Mustapha J A, Diaz-Sandoval Larry J
Department of Medicine, Metro Health Hospital, Michigan State University, College of Osteopathic Medicine, MI.
Department of Medicine, Metro Health Hospital, Michigan State University, College of Osteopathic Medicine, MI.
Tech Vasc Interv Radiol. 2014 Sep;17(3):183-96. doi: 10.1053/j.tvir.2014.08.007. Epub 2014 Aug 23.
Tibial arterial disease represents the final frontier in the battle against critical limb ischemia (CLI). Isolated infrapopliteal (IP) disease is mainly seen in the elderly (>80 years old), diabetic, and dialysis-dependent patients with CLI. With the development and evolution of catheter-based technology, endovascular therapy (mainly balloon angioplasty) has become the method of choice for revascularization in these patients. The most common challenges are the severely calcified lesion recalcitrant to dilation (as calcium is heterogeneously distributed in the arterial wall) and the long tibial chronic total occlusions. Percutaneous transluminal angioplasty achieves a technically successful result (<30% residual stenosis) in most cases, but it is limited by high restenosis rates. Although several devices have been used in the IP arena (including orbital and directional atherectomy, laser atherectomy, "contact" atherectomy [CROSSER, Bard], and re-entry devices), percutaneous transluminal angioplasty with plain old balloons has been the subject of most studies with several modified iterations, that is, cryoplasty, cutting balloons, focal force balloons, nitinol-"cage"-constrained balloons, tapered balloons, and most recently drug-coated balloons. In this article, we share our current approach to endovascular IP endovascular interventions. We cover the spectrum from pathophysiology, clinical indications, equipment choices, and procedural steps used in our laboratory when treating patients with CLI (which is synonymous with complex anatomy). Regarding what represents the "gold standard" for the treatment of IP disease, a definite answer is currently not available, as multiple studies looking at new generation drug-coated balloons used alone or in combination with different forms of atherectomy are currently under way. We anxiously wait for these results and in the meantime continue to design newer approaches.

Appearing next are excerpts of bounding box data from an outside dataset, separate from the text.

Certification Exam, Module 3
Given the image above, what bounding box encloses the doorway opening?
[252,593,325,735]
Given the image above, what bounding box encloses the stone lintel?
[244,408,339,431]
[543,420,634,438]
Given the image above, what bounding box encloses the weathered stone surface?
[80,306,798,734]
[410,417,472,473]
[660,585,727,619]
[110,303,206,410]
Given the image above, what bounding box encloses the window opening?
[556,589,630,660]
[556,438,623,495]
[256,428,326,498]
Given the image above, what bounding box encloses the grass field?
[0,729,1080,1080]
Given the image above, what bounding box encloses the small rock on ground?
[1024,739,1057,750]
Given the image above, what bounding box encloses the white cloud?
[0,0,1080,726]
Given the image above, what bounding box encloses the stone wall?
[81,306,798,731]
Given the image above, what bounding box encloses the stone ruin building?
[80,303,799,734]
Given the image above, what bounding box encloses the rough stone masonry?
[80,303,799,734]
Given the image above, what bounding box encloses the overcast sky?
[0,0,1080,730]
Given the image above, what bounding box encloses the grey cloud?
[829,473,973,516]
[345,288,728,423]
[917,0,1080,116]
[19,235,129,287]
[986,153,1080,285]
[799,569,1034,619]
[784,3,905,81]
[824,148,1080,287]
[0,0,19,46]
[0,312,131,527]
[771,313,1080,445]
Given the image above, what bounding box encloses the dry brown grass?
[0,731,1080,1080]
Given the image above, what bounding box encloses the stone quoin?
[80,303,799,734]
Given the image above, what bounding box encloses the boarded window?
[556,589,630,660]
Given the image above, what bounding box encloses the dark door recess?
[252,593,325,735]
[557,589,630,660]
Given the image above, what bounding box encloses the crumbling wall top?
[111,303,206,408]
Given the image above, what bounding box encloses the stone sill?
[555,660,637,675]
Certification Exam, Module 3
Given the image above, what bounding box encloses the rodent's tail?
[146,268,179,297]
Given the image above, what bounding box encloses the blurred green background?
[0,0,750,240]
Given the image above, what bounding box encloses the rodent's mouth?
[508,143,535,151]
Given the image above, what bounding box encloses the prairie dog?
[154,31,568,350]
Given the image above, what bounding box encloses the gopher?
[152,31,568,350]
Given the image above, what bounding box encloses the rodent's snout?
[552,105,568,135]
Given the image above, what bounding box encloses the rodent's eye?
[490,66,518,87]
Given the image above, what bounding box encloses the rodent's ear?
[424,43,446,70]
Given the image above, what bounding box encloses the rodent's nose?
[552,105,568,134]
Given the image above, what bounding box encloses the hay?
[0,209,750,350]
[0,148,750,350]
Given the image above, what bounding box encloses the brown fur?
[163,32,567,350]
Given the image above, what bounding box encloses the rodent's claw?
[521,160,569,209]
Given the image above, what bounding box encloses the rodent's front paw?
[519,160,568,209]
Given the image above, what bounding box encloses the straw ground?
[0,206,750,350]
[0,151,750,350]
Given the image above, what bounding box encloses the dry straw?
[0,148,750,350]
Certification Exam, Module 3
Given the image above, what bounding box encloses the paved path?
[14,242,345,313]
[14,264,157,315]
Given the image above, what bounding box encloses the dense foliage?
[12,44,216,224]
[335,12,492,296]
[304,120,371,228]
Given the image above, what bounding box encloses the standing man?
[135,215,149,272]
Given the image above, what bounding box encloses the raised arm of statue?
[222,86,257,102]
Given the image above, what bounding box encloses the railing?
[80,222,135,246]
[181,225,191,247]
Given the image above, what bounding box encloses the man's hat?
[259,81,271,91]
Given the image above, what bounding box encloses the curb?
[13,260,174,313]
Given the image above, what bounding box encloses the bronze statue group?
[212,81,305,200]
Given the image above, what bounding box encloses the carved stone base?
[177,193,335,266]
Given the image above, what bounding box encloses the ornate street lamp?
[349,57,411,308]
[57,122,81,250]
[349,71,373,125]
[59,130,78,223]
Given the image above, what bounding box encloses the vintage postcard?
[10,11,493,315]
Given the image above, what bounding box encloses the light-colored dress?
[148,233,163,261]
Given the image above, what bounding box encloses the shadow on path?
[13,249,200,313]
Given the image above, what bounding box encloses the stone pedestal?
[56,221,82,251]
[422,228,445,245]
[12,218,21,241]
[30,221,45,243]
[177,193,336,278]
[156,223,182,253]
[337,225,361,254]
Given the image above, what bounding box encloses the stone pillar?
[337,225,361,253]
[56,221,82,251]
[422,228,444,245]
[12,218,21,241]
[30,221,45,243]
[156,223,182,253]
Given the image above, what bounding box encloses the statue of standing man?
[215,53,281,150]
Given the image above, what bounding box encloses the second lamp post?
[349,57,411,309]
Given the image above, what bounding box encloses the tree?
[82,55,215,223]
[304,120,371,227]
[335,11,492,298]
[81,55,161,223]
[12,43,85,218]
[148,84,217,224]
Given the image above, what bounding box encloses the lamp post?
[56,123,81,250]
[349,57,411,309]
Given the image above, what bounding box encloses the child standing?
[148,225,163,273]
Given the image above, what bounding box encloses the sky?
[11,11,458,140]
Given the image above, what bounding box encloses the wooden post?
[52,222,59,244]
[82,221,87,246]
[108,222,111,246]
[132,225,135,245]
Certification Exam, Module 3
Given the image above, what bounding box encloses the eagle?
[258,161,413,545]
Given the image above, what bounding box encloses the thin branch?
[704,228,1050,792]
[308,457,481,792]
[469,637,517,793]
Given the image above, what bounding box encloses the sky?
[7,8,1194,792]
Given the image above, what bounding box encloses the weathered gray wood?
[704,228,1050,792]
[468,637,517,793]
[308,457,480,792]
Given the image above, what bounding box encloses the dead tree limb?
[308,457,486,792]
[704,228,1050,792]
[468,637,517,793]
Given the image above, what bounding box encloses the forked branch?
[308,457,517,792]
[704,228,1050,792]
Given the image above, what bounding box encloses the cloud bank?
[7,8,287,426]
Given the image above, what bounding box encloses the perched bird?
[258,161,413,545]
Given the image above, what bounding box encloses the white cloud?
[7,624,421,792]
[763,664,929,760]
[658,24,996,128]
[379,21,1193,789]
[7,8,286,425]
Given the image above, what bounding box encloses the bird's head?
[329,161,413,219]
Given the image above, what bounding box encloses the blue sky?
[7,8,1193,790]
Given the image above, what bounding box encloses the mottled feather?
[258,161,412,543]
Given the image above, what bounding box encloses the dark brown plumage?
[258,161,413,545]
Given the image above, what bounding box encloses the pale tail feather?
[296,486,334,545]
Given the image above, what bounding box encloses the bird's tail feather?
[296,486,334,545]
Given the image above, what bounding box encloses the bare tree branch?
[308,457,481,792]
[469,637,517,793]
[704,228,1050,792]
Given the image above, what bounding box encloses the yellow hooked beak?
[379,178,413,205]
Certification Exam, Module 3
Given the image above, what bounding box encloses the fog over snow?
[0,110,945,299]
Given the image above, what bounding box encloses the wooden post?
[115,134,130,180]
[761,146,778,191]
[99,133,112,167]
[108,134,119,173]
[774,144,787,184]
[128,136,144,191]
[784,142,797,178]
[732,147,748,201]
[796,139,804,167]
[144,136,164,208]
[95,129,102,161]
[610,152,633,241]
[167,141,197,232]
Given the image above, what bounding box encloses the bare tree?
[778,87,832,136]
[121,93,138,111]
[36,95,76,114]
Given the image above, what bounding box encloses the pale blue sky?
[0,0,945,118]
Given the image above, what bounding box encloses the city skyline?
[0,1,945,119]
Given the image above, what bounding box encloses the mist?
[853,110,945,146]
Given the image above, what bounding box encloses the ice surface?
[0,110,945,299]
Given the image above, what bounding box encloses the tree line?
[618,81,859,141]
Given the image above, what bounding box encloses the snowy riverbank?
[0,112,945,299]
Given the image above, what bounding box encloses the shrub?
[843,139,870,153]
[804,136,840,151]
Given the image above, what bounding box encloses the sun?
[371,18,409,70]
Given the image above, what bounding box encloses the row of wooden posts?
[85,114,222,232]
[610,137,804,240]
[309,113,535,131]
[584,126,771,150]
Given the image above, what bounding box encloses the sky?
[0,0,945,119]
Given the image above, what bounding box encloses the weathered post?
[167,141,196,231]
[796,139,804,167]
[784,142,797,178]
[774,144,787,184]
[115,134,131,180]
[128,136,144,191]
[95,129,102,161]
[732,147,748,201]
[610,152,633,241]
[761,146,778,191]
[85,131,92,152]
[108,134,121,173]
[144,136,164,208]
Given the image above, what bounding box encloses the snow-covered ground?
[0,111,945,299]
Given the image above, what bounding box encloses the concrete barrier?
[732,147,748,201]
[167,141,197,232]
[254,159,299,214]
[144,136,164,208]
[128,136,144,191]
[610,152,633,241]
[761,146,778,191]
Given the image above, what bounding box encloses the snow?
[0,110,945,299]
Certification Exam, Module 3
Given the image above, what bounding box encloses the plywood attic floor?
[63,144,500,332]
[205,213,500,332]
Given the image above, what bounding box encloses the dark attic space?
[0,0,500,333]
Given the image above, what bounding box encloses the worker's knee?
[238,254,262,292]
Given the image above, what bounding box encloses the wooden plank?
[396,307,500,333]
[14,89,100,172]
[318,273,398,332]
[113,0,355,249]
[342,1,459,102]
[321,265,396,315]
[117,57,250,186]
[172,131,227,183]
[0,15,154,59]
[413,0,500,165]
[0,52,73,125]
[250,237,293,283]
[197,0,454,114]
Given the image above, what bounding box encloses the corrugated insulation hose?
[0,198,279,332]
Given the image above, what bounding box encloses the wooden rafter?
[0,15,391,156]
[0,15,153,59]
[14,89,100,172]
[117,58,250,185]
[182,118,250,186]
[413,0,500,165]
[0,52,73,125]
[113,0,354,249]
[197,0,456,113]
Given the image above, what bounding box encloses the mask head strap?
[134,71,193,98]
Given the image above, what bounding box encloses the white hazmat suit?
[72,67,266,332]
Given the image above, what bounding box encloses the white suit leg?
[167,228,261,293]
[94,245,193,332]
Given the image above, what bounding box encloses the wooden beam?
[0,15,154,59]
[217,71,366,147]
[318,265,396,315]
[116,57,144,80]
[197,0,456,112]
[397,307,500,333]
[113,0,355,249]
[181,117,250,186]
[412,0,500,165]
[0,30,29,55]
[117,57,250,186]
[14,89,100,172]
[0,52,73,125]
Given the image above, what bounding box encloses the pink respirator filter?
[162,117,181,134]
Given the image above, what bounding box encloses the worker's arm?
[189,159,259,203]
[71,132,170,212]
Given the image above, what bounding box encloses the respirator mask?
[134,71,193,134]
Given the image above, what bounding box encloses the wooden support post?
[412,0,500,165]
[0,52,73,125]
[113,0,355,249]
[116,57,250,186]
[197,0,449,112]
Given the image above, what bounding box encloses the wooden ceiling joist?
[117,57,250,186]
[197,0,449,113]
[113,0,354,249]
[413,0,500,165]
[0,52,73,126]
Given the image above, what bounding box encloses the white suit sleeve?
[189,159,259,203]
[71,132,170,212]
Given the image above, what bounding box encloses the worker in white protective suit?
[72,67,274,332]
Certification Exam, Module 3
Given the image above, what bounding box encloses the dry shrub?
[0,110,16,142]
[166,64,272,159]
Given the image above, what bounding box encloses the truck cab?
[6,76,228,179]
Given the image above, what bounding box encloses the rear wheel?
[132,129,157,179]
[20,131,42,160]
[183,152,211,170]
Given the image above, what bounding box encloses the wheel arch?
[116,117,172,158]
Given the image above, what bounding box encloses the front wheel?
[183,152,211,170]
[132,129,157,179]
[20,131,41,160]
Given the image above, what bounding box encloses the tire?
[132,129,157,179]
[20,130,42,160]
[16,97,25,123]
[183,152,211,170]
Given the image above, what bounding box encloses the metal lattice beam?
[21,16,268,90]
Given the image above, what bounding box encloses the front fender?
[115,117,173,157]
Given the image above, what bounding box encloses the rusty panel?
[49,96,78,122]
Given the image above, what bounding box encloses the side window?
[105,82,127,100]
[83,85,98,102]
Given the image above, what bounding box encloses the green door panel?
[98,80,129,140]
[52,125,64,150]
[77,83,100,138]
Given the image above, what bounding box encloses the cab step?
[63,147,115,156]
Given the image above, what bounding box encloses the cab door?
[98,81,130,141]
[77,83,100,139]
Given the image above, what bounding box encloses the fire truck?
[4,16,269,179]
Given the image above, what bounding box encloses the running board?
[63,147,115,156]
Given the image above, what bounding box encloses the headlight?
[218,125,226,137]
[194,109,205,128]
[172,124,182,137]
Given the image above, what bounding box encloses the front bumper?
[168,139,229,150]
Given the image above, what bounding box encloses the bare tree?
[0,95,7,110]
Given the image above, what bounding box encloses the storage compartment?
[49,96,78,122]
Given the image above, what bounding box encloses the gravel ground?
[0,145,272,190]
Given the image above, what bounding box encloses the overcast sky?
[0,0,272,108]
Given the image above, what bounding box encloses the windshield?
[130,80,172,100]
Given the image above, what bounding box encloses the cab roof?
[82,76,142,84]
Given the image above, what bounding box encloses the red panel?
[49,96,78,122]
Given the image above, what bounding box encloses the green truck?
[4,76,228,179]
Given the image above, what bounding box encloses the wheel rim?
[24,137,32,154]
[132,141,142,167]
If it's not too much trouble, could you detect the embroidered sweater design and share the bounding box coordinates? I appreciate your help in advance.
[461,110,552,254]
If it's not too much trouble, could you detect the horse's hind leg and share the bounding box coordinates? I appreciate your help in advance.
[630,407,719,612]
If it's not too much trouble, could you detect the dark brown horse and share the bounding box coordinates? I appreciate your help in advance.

胫动脉疾病是对抗严重肢体缺血(CLI)这场战斗中的最后一个前沿领域。孤立性腘下(IP)疾病主要见于老年患者(>80岁)、糖尿病患者以及依赖透析的CLI患者。随着基于导管技术的发展与演进,血管内治疗(主要是球囊血管成形术)已成为这些患者血运重建的首选方法。最常见的挑战是严重钙化病变难以扩张(因为钙在动脉壁中分布不均)以及较长的胫动脉慢性完全闭塞。经皮腔内血管成形术在大多数情况下能取得技术上成功的结果(残余狭窄<30%),但受高再狭窄率限制。尽管在IP领域已使用了多种器械(包括轨道旋切术和定向旋切术、激光旋切术、“接触式”旋切术[CROSSER,巴德公司]以及再通器械),但使用普通球囊的经皮腔内血管成形术一直是大多数研究的主题,有多种改良迭代方式,即冷冻球囊血管成形术、切割球囊、聚焦力球囊、镍钛合金“笼”约束球囊、锥形球囊,以及最近的药物涂层球囊。在本文中,我们分享我们目前对IP血管内介入治疗的方法。我们涵盖了从病理生理学到临床适应证、设备选择以及我们实验室在治疗CLI患者(这与复杂解剖结构同义)时所采用的操作步骤等各个方面。关于什么代表IP疾病治疗的“金标准”,目前尚无明确答案,因为目前正在进行多项研究,观察单独使用新一代药物涂层球囊或与不同形式的旋切术联合使用的情况。我们急切等待这些结果,同时继续设计更新的方法。